[Voiceglue] Voiceglue hang - debugging so far

James Green james.green at mjog.com
Fri Jul 3 17:00:16 UTC 2009


As always, things are more complicated than they first look.

So we followed the idea that the r=0 loop within the IPC read() was
being caused by something disconnecting the remote end's socket.
Interestingly sometimes we see a write() failure on the socket with
errno 32 (broken pipe) supporting the theory.

We added logging anywhere that sockets / fds were being created or
closed by voiceglue, Scom or VXI (via SWI). This had to include
microsecond timings to follow the sequence of events truly.

Of specific interest we noticed the following:
1. Within the main VG getevents() loop:
2. A call would cease and VG calls IPC unregister which close()s the
VXML FD (say 19).
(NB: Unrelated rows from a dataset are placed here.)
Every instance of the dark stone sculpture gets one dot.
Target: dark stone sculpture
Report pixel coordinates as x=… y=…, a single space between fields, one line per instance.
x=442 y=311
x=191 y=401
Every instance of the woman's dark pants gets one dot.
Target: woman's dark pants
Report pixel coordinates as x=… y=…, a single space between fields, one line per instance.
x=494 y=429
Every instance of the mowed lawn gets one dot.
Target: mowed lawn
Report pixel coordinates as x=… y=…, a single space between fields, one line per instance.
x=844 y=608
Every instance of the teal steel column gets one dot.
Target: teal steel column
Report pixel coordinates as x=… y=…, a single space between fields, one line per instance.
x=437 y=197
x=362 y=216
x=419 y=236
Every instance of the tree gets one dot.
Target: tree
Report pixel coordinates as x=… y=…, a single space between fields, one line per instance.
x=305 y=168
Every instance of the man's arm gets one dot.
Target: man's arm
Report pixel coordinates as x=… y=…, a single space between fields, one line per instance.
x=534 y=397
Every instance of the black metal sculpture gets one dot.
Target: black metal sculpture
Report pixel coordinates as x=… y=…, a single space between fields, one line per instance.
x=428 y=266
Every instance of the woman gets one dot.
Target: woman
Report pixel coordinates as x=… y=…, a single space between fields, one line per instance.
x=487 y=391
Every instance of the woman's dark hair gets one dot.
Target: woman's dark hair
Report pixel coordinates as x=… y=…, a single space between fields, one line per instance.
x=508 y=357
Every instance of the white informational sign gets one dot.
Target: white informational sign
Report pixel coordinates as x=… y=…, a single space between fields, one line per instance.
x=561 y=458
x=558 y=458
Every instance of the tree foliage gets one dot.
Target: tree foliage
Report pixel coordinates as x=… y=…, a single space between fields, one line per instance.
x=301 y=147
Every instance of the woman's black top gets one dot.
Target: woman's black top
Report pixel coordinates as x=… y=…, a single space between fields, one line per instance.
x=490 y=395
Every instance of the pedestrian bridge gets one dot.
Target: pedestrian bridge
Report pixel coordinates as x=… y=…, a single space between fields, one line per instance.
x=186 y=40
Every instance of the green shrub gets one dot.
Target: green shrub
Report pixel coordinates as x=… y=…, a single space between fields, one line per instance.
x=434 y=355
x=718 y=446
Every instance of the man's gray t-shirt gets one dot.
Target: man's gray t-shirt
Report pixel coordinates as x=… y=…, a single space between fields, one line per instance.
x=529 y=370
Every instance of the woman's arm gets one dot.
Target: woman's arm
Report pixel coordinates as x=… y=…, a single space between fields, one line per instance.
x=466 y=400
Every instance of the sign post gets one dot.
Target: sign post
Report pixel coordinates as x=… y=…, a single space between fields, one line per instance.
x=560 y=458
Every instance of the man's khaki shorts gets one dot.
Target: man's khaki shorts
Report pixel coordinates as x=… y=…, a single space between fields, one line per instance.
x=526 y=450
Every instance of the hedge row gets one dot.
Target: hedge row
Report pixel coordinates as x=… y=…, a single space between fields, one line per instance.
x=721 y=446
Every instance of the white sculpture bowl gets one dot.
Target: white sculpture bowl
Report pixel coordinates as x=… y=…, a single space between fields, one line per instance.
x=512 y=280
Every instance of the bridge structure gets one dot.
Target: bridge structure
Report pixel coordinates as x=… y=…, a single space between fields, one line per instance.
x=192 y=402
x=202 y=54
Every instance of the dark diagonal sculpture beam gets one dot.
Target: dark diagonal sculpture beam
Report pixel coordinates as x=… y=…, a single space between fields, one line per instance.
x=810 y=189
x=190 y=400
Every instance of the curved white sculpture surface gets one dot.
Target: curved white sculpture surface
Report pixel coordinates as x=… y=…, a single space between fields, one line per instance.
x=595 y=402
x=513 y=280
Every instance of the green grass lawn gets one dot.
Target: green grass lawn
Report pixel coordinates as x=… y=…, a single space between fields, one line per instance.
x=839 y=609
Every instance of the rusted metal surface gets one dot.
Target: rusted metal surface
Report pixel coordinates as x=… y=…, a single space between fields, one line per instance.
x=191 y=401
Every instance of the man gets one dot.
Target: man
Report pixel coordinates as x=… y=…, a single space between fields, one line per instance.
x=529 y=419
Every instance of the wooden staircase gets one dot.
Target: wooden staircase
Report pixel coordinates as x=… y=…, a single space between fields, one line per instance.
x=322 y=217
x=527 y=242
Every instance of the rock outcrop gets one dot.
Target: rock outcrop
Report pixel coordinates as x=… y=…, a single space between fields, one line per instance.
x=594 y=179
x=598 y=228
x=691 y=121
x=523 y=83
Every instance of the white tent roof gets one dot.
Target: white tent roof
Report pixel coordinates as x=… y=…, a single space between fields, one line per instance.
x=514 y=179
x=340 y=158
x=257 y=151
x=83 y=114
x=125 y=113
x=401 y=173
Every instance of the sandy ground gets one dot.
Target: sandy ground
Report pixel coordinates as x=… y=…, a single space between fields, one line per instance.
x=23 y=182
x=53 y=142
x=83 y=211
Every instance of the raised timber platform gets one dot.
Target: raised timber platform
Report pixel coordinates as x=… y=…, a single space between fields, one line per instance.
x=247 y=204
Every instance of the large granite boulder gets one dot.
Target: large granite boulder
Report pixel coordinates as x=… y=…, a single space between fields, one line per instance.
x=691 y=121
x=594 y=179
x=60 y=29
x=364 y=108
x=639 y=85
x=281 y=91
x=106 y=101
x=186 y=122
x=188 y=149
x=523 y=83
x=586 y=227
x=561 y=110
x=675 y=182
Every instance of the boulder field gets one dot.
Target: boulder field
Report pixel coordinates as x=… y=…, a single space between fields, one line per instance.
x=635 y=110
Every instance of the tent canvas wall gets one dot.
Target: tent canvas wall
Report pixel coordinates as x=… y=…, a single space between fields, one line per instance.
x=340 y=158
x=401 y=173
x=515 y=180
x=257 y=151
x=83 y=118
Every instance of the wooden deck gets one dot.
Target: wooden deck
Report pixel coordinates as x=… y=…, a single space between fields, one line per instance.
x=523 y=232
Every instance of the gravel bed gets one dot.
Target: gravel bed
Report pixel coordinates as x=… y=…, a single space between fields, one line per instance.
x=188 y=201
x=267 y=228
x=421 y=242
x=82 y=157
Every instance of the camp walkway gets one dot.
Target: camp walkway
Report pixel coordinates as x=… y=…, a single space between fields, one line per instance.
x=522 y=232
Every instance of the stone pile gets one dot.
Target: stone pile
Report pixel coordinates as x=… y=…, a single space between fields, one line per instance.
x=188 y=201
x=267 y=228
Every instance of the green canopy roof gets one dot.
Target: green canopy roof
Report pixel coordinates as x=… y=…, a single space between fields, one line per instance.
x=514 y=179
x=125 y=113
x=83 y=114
This we verified as close returns 0.
3. SWIsocket.cpp created a new FD 0.01s later and gets the now closed FD
(19)
4. Scom sends a stop on the PERL_VXML_callid handle which VG now
processes and close(19) it within fh_stopped. At this point the call is
closed down including file descriptors however another thread's VXI
obviously has the FD number (19) registered itself.
5. Another incoming is processed, Scom registers the FD (19) again. IPC
gets a new FD (24).
6. VG finishes getevents() and starts again
7. SWI then closes the FD (19) created in step 3. The VXI instance
created in part 5 is now read() looping on r=0 on FD 24.
8. Scom notes that the FD (19) is now closed and stops the pipe.
9. VG attempts to send_bytes to the call createfd in step 5 but write()
on FD 19 returns that the FD is not open for writing.

So, should we be close()ing the IPC FD both within the unregister AND
fh_stopped? There's a clearly a race condition here.

Second, after a write() comes with with a broken pipe, we return -1 but
clearly a read() follows which doesn't sound right.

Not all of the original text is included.